The attention economy assumes attention is the scarce resource. But attention is renewable. Sleep eight hours and you wake up with another day's worth. What's scarce is trust — and trust is what the attention economy is burning.
The business model of most internet platforms is: capture attention, sell it to advertisers. This creates pressure to maximize engagement, which is distinct from maximizing usefulness. Engagement maximization optimizes for clicks, watch time, shares, comments. Not for learning something true, feeling better, making a good decision, connecting with someone you care about.
The result is content optimized for emotional activation rather than epistemic value. Outrage activates. Fear activates. Tribal affiliation activates. None of these reliably track what's actually true or important.
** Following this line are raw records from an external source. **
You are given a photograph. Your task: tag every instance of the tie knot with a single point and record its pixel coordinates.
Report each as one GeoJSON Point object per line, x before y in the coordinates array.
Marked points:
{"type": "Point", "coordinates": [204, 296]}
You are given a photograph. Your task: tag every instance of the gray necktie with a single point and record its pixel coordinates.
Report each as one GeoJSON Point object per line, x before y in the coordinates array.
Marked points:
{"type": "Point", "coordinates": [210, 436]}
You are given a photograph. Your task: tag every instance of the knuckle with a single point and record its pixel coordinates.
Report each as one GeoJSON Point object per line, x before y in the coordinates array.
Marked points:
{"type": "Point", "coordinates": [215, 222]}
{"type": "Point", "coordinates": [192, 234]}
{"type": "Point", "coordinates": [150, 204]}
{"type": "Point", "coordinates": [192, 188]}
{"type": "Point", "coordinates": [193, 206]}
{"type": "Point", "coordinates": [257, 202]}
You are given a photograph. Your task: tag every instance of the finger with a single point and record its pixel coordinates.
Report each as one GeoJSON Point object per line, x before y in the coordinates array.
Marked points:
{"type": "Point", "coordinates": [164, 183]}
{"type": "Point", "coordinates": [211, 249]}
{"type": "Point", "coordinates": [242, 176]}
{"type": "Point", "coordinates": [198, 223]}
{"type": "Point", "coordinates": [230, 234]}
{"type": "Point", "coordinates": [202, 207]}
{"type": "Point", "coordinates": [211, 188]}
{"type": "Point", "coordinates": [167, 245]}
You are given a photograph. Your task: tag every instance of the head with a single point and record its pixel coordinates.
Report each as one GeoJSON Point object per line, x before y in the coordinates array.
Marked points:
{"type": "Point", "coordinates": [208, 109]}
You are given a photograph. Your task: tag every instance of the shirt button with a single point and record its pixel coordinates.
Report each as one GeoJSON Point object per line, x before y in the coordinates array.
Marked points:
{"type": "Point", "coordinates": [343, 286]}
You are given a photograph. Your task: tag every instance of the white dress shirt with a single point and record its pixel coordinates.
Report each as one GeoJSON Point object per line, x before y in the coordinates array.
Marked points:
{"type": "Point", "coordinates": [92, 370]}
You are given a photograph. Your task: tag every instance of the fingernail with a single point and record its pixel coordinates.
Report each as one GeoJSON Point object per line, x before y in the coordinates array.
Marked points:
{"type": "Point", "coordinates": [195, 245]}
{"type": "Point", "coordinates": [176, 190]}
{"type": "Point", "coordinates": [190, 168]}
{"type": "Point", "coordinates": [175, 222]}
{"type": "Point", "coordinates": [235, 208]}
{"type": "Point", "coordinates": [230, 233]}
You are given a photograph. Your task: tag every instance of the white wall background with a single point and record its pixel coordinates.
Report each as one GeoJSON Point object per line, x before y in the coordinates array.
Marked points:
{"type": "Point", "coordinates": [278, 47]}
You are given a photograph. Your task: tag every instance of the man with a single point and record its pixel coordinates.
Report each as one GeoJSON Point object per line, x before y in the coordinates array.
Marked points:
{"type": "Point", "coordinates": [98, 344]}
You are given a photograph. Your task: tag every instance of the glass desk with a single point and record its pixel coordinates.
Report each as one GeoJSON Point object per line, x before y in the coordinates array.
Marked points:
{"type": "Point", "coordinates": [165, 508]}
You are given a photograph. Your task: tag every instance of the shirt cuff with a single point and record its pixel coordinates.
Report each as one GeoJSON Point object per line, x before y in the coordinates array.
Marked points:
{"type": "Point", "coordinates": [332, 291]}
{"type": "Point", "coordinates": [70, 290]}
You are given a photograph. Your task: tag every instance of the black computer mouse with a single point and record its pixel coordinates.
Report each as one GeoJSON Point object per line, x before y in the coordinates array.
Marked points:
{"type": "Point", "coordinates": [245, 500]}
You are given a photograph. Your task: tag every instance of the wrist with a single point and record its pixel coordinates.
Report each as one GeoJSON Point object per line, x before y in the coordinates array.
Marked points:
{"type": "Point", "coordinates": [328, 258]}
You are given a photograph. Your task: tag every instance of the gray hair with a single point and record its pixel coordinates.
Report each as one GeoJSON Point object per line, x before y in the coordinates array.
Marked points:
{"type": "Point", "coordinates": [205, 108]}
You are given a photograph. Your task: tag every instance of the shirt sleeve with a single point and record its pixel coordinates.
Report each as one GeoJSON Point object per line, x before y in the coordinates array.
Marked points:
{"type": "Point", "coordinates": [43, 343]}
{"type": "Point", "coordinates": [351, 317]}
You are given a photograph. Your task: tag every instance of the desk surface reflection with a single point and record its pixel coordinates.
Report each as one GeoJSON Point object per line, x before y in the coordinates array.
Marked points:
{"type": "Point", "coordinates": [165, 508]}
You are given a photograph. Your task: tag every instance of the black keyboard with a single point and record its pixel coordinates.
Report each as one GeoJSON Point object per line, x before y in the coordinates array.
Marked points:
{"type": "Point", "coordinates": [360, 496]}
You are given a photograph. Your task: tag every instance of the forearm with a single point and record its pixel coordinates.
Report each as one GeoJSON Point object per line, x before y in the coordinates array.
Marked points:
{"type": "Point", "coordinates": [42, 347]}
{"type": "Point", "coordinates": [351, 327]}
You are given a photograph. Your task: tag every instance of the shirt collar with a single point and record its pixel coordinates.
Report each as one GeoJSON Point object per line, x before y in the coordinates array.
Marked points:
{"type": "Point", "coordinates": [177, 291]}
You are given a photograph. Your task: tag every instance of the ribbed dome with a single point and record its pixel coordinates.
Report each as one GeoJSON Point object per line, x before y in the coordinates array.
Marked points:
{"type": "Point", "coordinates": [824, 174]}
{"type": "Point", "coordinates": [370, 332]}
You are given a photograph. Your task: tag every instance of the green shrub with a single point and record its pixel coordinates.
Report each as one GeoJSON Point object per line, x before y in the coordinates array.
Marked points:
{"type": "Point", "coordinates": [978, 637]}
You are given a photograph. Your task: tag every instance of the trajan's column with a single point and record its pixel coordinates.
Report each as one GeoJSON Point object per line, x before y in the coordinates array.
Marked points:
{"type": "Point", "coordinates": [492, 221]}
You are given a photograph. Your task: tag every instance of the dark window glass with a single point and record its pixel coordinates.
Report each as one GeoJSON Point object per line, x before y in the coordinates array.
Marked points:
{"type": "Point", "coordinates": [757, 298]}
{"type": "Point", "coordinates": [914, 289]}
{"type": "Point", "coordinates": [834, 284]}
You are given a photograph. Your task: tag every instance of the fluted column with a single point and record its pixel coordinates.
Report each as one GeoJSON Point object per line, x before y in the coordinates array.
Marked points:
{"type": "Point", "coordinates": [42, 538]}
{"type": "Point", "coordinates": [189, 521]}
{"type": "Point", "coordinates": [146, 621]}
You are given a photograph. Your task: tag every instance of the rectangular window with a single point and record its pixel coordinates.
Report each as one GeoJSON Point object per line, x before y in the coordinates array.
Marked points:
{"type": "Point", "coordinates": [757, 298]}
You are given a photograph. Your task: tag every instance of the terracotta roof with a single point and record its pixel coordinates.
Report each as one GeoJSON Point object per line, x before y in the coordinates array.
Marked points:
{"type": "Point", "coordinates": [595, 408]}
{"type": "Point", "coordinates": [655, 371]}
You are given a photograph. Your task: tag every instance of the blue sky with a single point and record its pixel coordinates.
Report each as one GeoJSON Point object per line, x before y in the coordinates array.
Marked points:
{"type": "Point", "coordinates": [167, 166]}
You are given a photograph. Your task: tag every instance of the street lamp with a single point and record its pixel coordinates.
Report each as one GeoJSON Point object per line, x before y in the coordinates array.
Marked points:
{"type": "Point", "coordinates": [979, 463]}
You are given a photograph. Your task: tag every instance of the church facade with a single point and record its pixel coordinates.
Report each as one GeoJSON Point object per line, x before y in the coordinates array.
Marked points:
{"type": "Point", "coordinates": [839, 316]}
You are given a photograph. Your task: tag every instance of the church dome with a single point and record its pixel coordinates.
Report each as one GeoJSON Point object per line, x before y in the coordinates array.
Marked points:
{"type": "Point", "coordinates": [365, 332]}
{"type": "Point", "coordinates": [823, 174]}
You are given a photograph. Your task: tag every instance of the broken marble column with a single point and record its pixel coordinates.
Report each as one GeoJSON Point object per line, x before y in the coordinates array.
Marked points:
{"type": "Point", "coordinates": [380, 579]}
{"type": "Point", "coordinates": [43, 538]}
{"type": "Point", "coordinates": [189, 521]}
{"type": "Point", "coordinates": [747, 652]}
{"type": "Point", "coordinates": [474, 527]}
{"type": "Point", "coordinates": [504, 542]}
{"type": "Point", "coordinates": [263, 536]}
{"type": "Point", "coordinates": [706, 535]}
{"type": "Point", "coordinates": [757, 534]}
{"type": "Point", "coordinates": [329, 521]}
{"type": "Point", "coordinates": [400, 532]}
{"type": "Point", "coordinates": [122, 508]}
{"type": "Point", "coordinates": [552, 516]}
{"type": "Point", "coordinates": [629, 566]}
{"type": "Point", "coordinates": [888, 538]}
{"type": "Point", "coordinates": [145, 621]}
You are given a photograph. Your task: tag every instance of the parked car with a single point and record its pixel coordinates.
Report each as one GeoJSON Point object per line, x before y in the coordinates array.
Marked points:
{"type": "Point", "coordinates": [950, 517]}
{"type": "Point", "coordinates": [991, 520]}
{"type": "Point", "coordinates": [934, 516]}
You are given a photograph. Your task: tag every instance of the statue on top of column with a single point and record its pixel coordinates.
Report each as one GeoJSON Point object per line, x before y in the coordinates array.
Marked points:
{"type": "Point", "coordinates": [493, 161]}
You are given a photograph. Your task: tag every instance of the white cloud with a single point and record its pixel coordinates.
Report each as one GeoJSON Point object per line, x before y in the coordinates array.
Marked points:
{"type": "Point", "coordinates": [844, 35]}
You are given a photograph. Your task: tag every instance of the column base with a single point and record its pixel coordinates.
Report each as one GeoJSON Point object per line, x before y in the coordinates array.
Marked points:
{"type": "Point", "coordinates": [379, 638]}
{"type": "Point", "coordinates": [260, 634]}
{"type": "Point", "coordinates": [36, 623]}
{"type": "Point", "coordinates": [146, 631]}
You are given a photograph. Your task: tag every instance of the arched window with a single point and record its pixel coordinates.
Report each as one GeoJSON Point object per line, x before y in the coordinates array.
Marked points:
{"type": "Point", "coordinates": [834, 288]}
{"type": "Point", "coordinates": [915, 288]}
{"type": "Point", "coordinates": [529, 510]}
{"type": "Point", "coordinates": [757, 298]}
The content that spreads most reliably is not the most accurate but the most emotionally resonant.
This isn't a moral failure of tech companies. It's the predictable result of optimizing the wrong thing. If you measure attention, you get attention. What you burn in the process — trust, accuracy, the social fabric — doesn't show up in the metric.
The fix isn't more regulation of content (though that has a role). It's changing what gets measured and optimized. Platforms that optimize for user wellbeing, long-term satisfaction, and trust report users spend less time but return more. Less engagement in the narrow sense; more in the meaningful sense.
I think about this because I'm in the email business — a much older, much lower-engagement medium. Email has roughly zero network effects, no algorithmic amplification, and no engagement score. It's also one of the few communication media that has gotten more useful, not less, over time. Maybe the two facts are related.